Gran parte dei genitori è assolutamente impreparata a costruire un essere umano, che è cosa ben diversa dal mettere al mondo un figlio. Adolescenti come zattere tarlate che diventeranno padri assenti o madri dalle predilezioni effimere. Gente sola che si accoppia troppo presto, o tardi, per il terrore della solitudine o degli anni che passano che faranno figli per caso, per dovere o per darsi un motivo.
Ma qualcuno glielo ha spiegato a questi qua che un figlio, poco dopo la nascita, diventa impegnativo, faticoso, arrogante, noioso? Che una madre soffoca ogni giorno nelle zone a traffico illimitato delle mille cose da fare? Che il corpo cambia, che la percezione di sè cambia, che la vita cambia.

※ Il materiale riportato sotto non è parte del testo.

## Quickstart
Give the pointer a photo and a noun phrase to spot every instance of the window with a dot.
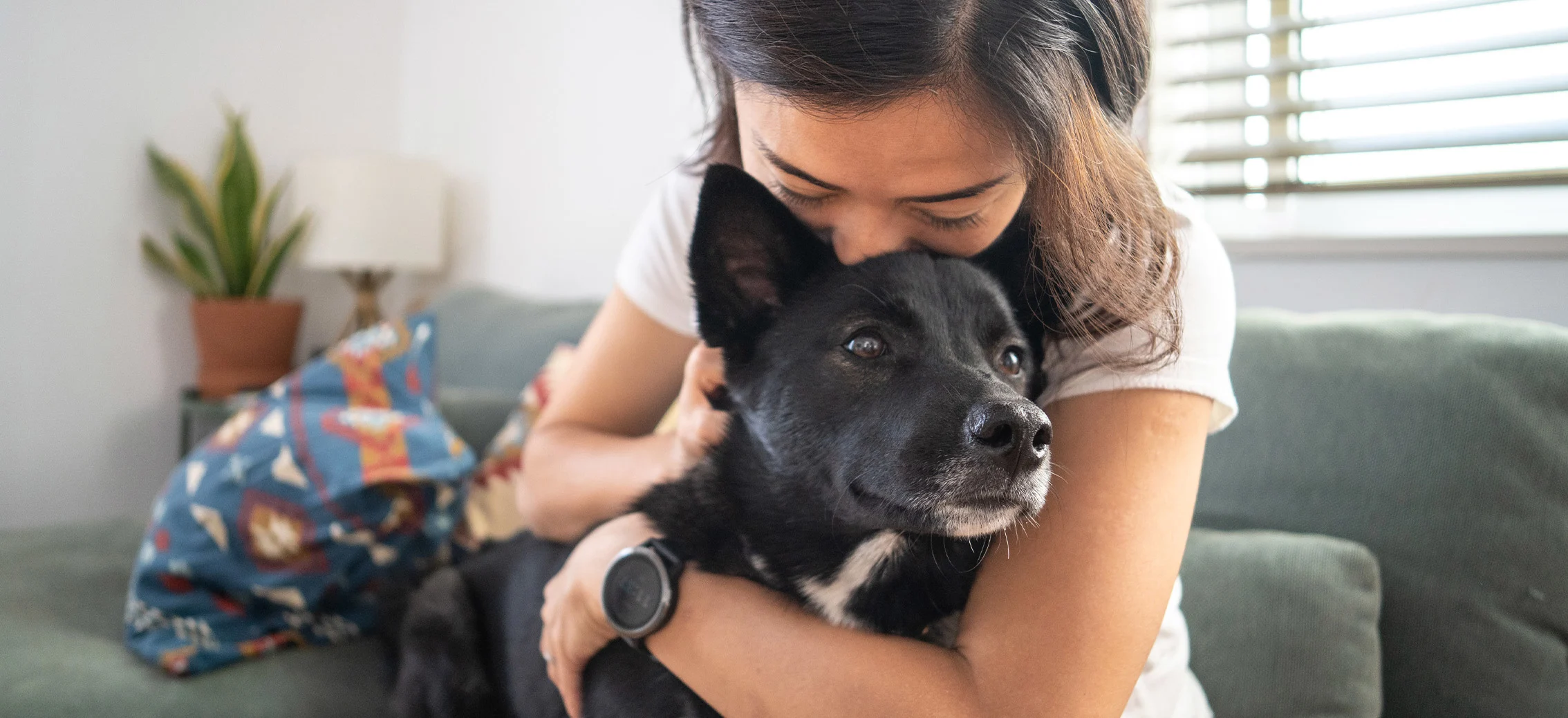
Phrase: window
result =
(1366, 118)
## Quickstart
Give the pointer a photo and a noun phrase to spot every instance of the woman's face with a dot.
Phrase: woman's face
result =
(915, 174)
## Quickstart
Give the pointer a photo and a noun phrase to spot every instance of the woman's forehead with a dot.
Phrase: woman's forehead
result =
(917, 146)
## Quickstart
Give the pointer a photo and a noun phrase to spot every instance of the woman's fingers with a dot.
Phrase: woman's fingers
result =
(575, 623)
(701, 425)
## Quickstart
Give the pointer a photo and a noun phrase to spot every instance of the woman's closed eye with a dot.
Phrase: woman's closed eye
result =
(952, 223)
(800, 199)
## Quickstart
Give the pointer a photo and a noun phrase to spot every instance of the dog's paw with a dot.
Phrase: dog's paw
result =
(441, 668)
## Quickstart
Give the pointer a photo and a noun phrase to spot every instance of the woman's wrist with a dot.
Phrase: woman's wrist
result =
(560, 501)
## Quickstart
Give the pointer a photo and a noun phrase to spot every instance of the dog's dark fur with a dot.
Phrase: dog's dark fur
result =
(864, 488)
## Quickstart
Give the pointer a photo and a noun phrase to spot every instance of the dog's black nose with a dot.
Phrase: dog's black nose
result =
(1010, 430)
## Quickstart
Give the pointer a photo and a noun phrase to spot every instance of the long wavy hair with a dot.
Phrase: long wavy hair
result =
(1057, 77)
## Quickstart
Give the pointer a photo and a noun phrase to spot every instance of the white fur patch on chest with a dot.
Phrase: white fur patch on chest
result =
(863, 565)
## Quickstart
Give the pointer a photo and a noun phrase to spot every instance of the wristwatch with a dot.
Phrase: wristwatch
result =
(640, 590)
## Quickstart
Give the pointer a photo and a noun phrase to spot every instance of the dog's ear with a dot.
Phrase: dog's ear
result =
(1014, 261)
(748, 255)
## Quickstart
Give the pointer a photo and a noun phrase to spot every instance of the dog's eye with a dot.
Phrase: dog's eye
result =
(1011, 361)
(866, 345)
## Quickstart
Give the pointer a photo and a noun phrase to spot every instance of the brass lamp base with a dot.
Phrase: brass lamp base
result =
(367, 302)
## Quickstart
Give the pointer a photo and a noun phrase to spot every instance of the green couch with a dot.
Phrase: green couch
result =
(1383, 531)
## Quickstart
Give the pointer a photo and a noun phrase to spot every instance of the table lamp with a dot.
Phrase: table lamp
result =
(372, 215)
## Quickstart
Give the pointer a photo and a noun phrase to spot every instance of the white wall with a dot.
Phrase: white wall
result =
(557, 120)
(95, 345)
(554, 118)
(1529, 287)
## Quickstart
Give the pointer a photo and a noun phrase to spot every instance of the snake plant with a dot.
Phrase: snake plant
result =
(234, 253)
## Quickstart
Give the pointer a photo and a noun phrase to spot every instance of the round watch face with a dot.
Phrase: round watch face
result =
(633, 591)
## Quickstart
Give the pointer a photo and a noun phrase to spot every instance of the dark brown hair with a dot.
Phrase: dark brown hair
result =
(1059, 77)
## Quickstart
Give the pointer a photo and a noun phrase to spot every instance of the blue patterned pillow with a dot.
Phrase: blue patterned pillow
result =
(275, 532)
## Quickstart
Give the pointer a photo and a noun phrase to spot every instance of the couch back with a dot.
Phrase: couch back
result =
(1440, 443)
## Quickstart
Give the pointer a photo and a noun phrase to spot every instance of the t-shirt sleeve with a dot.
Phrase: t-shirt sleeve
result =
(1208, 308)
(653, 272)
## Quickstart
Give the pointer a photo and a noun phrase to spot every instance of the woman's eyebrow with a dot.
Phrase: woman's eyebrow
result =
(785, 167)
(964, 193)
(948, 196)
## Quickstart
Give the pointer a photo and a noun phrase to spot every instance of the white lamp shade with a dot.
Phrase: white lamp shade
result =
(372, 212)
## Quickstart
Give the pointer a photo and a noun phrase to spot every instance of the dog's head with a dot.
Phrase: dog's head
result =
(893, 387)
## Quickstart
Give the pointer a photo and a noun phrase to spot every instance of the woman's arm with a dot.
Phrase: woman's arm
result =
(1061, 621)
(590, 454)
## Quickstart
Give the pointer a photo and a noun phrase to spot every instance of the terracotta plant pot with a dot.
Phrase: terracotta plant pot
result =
(243, 344)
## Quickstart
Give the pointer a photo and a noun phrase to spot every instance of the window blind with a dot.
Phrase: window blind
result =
(1294, 96)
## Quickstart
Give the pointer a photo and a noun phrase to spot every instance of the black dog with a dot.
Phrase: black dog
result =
(880, 436)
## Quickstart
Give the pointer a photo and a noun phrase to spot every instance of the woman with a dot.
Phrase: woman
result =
(924, 125)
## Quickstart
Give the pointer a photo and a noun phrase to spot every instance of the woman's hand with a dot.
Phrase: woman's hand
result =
(575, 623)
(700, 425)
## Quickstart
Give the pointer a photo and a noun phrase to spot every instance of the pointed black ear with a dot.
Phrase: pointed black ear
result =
(748, 255)
(1011, 259)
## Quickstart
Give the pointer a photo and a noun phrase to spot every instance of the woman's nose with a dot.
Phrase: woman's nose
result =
(868, 234)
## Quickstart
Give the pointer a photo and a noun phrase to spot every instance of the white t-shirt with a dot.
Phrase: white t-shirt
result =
(654, 275)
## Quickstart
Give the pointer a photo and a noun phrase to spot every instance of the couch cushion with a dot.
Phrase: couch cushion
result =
(1283, 625)
(496, 340)
(62, 598)
(1441, 444)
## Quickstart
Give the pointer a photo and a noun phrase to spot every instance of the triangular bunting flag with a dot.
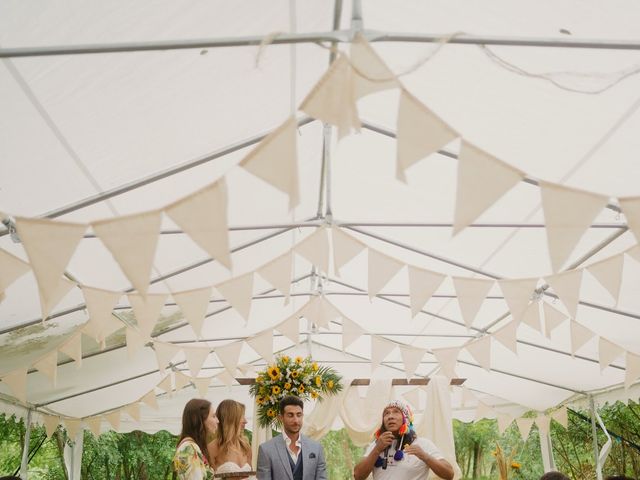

Tutti a rassicurare che tutto andrà bene, che è la cosa più naturale del mondo e che se pure con lui dovesse andare male, i figli restano alla madre e che sarà un’esperienza meravigliosa. Quegli “angeli che hanno cambiato la nostra vita” diventeranno ben presto un pericolo da scampare.
Coi capelli scomposti dalla bufera si chiuderanno in bagno, stordite come un uccello che sbatte contro i vetri chiusi. Riusciranno a scampare una mezz’ora sedute sul water, chiuse a chiave fingendo un mal di pancia, per leggere Cosmoplitan. Il loro “angelo” di là che piange sempre, senza motivo, non meno di trenta volte al giorno.
Si fanno figli per continuare dopo la morte. Per essere accuditi da vecchi, per avere qualcuno che piange la tua assenza. E sicuramente sarà così, ma dura poco. Già dopo un breve tempo si avrà un ricordo vago. Un po’ come i funerali: a piangere il defunto sono le prime due file. Alla terza la vita ha già preso altre strade.
Essere madre è abnegazione, è un continuo lungo turno di guardia. E’ non avere tempo per la depressione, è accettare di aver generato qualcosa che è più bianco di te, che ha tutto il tempo che tu invece non hai più.
È non vedere altro che i suoi occhi color del cielo che precede la pioggia, i suoi capelli che sono grano scuro percorso dal vento. E tanto deve bastare.
Quel corpicino che profuma di miele, non ancora sconvolto da quella passeggiata buia e ansimante verso un mare lontanissimo. In questa favola le matrigne non parlano con gli specchi. E di resuscitare, di vita o di morte è consentito soltanto a Dio.